How, then, can PECC respond to this challenge? First, the Trade Policy Forum of PECC can undertake to monitor the progress of implementation of the free trade pacts in the countries involved and analyze their impact on trade relations among the economies in the PECC region, with particular reference to the GATT rules. Second, the Standing Committee of the PECC could make policy recommendations to the APEC on the basis of its findings for reducing trade frictions that might arise from the interaction between free trade blocs and other countries. Finally, since NAFTA provides that other countries or groups of countries may be admitted into the agreement if the NAFTA countries concur, the PECC Trade Forum or a new task force could explore that possibility as a way to minimize discrimination in the short term and to elimintate discrimination in the long run in the Asia-Pacific region.
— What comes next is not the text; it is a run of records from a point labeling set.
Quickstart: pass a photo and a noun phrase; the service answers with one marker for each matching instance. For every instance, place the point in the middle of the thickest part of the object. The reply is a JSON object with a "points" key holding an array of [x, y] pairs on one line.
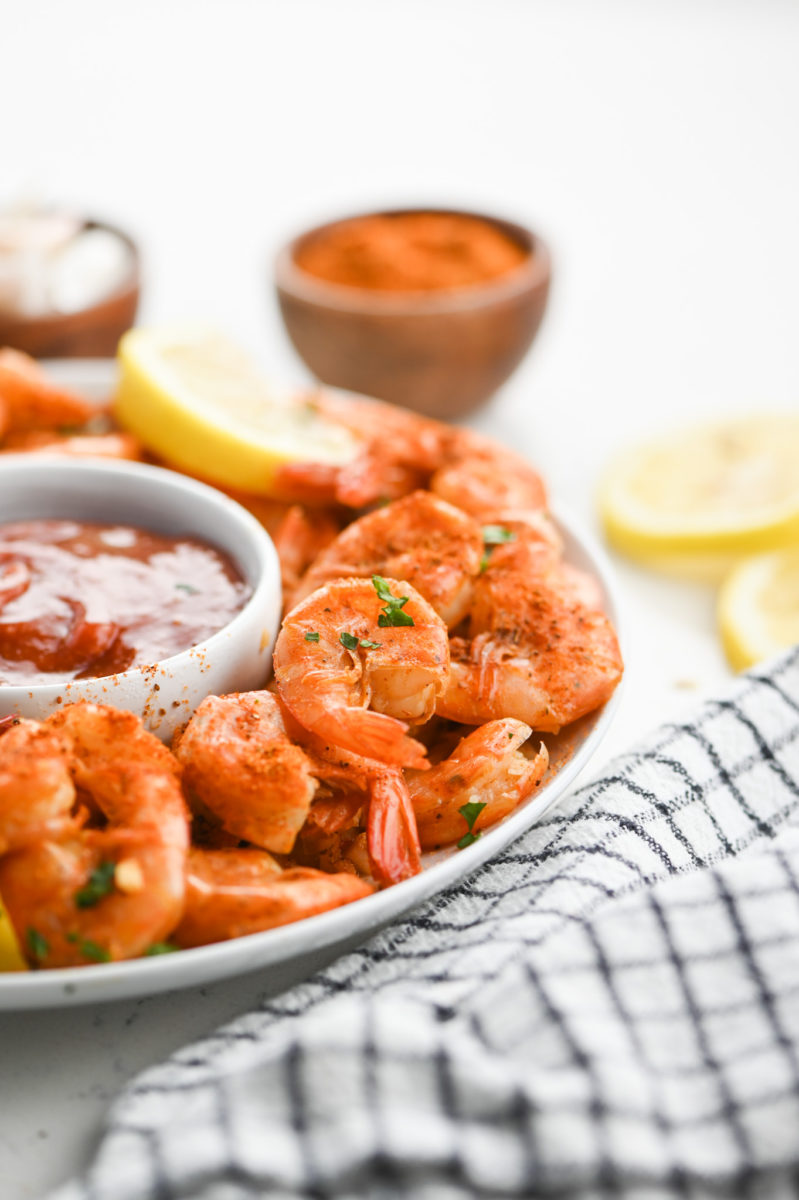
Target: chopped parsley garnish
{"points": [[392, 613], [350, 642], [101, 882], [89, 949], [469, 813], [37, 943], [160, 948], [497, 535]]}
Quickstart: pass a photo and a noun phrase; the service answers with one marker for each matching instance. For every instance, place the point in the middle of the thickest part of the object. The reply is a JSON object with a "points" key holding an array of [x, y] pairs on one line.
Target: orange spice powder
{"points": [[410, 252]]}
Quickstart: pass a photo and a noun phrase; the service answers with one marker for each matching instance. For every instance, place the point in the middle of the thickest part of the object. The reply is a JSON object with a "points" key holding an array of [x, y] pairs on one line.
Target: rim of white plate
{"points": [[186, 969]]}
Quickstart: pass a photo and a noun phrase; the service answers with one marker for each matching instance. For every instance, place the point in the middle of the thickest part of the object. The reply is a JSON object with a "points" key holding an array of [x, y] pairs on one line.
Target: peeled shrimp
{"points": [[486, 767], [400, 450], [362, 697], [94, 894], [484, 478], [301, 537], [403, 451], [356, 792], [29, 401], [79, 445], [239, 762], [230, 893], [36, 789], [535, 651], [420, 539]]}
Let me conclude my remarks by saying that the Asia-Pacific region, and particularly the NAFTA countries, stand at a crossroads: one path leading to a more open global trading system based on open regionalism, the other to a protectionist world trading order made up of closed, mutually competitive trading blocs. At this juncture it is indeed significant that the PECC IX is going to adopt what we call the San Francisco Declaration, which will make it crystal clear that the future efforts of PECC will be directed toward open regionalism in which subregional arrangements are consistent with GATT principles and promote the overall interests of the region.